Cruise plays a psychopathic hitman who hijacks a cab driven by nice-guy loser Jamie Foxx (another fine performance) as he carries out five contract killings over one night in LA.
There was an episode of Star Trek where Kirk is split in two, by a 'teleport malfunction' (hem hem) into nice and nasty Kirks. Neither one can function properly, and the task is to reintegrate them. This film works in the same way, neither Cruise nor Foxx are functioning human beings, and as in the Trek episode, the good must take the shadow into itself to become a real person.

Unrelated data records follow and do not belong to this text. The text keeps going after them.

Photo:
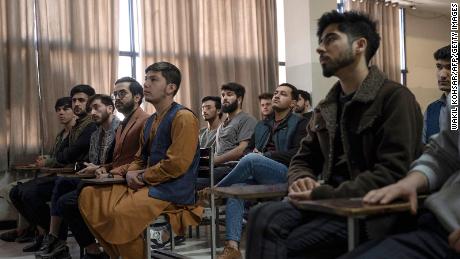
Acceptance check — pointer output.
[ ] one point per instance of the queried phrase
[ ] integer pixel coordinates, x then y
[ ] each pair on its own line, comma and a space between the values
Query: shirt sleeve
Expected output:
246, 129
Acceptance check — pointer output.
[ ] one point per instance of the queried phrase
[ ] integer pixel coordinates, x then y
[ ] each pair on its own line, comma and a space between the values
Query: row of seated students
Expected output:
360, 142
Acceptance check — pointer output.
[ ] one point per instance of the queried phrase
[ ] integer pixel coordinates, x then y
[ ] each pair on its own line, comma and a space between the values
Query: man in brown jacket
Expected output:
363, 136
128, 94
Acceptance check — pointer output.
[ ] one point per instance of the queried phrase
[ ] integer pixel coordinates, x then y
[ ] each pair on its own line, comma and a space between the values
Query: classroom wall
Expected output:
425, 33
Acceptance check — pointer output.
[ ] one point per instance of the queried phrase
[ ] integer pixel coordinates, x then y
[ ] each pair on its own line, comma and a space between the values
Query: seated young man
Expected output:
100, 152
432, 119
363, 136
437, 171
161, 179
31, 198
210, 110
66, 117
274, 141
265, 102
128, 94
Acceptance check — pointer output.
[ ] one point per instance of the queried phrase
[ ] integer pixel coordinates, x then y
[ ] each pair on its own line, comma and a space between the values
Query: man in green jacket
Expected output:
362, 136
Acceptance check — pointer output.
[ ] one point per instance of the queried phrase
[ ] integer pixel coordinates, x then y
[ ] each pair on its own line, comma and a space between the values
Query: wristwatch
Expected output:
140, 177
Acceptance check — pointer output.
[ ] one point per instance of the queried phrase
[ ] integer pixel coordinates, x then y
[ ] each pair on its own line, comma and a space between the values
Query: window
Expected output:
128, 62
402, 45
281, 41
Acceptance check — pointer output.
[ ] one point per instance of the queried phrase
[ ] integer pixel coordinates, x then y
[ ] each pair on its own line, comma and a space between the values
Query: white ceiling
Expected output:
434, 6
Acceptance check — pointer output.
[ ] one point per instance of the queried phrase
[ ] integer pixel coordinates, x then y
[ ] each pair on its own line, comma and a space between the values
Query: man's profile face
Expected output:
229, 101
100, 113
282, 99
79, 103
124, 100
266, 107
155, 87
209, 110
443, 74
335, 50
301, 105
64, 114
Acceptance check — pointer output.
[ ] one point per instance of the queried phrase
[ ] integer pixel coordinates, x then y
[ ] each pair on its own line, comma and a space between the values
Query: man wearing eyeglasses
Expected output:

My son, who went to see it with me, pointed out that for 95% of the film you can believe that Cruise is just a projection of Foxx's evil side (like Mother in Psycho: 'Oh my god, you killed him, now I'll have to clean it up') and the script carefully ensures that nobody sees the two of them together as separate people. The Cruise character fades away, and people only see Foxx. An exception is when they are talking to Foxx's mother (mother again you see) and there Foxx keeps saying 'she is only talking to you, she's acting like I'm not even here', so it is slightly ambiguous.
Anyway, I can't go through the whole film explaining how I think this works, but suffice to say, without giving any spoilers, that this conceit breaks down at the very end, but only after a certain amount of symbolic shooting at faces in mirrors and breaking through glass. I would like to think this final explosion of the ambiguity was imposed by evil wicked studio executives.